Setelah itu kami berencana untuk pulang
menuju penginapan tapi diperjalanan kami ditawari oleh warga disana menuju ke
Desa Truyan yang merupakan salah satu tempat di Bali yang adatnya masih sangat
kuat.Salah satu adat yang paling terkenal adalah mayat yang tidak dikuburkan,
melainkan hanya diletakkan di bawah pohon. Sayangnya untuk bisa menuju ke desa
ini masih harus menyewa kapal yang harganya cukup mahal (Kalo gak salah 700ribu
satu rombongan). Setelah mempertimbangkan berbagai hal, akhirnya kami memilih
putar arah dan melanjutkan perjalanan
menuju penginapan.
Danau Batur |
Dalam perjalanan pulang kami mampir di
Danau Batur yang merupakan salah satu objek wisata terkenal dengan air birunya
dan bentuk melengkung bak bulan sabit.Konon katanya Danau Batur ini merupakan
danau terbesar di Bali. Btw kalo kesini jangan kaget ya kalo hanya dalam
beebrap menit kamu akan di kerumuni oleh ibu-ibu pedagang pernak-pernik.

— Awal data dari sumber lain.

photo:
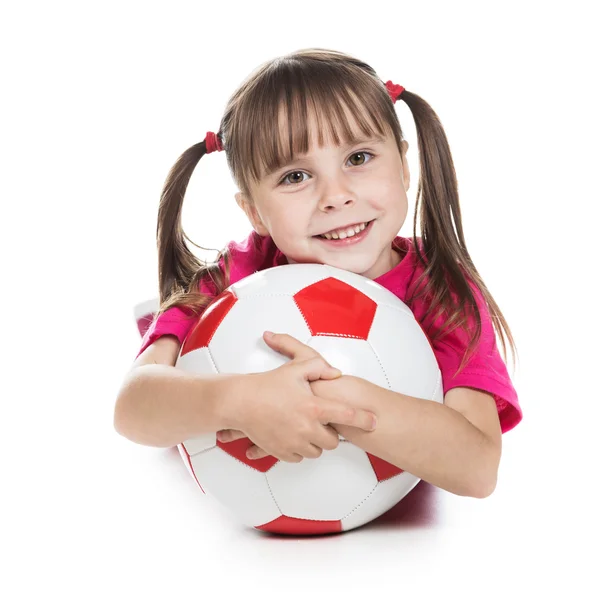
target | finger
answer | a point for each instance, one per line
(289, 345)
(319, 368)
(362, 419)
(230, 435)
(254, 453)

Sedikit maksa sih jualannya, tapi gak salahlah kalo beli 1 atau 2 barang anggap
aja amal, tapi kamu harus pinter-pinter nawarnya. Danau Batur menjadi penutup
perjalanan kami hari ini, setelahnya kami bergegas pulang menuju tempat
penginapan. Oh iya Big Thanks to Enggar and Enggar’s Family, karena sudah
meminjamkan tempat penginapan GRATIS buat kami semua. Kalo kata teman-teman Hotel
Bintang Toedjoe.
Teman seperjalanan, dari Kiri: Nurul, Enggar, Saya, Alik, Andre, Rizal (minus Evi karena dia yang fotoin) |
Hal yang menyenangkan dari hidup adalah
ketika kamu menemukan teman-teman (yang tak perlu banyak) tapi dengannya kamu
bisa menjadi diri sendiri, melakukan berbagai hal gila dan tak masuk akal tanpa
rasa canggung, tertawa terbahak-bahak hanya karena lelucun sederhana yang
mungkin tak selucu pelawak tulen. Mau seaneh apapun tingkah lakumu, mereka tak akan mempermasalahkan, cukup dengan menertawakan saja.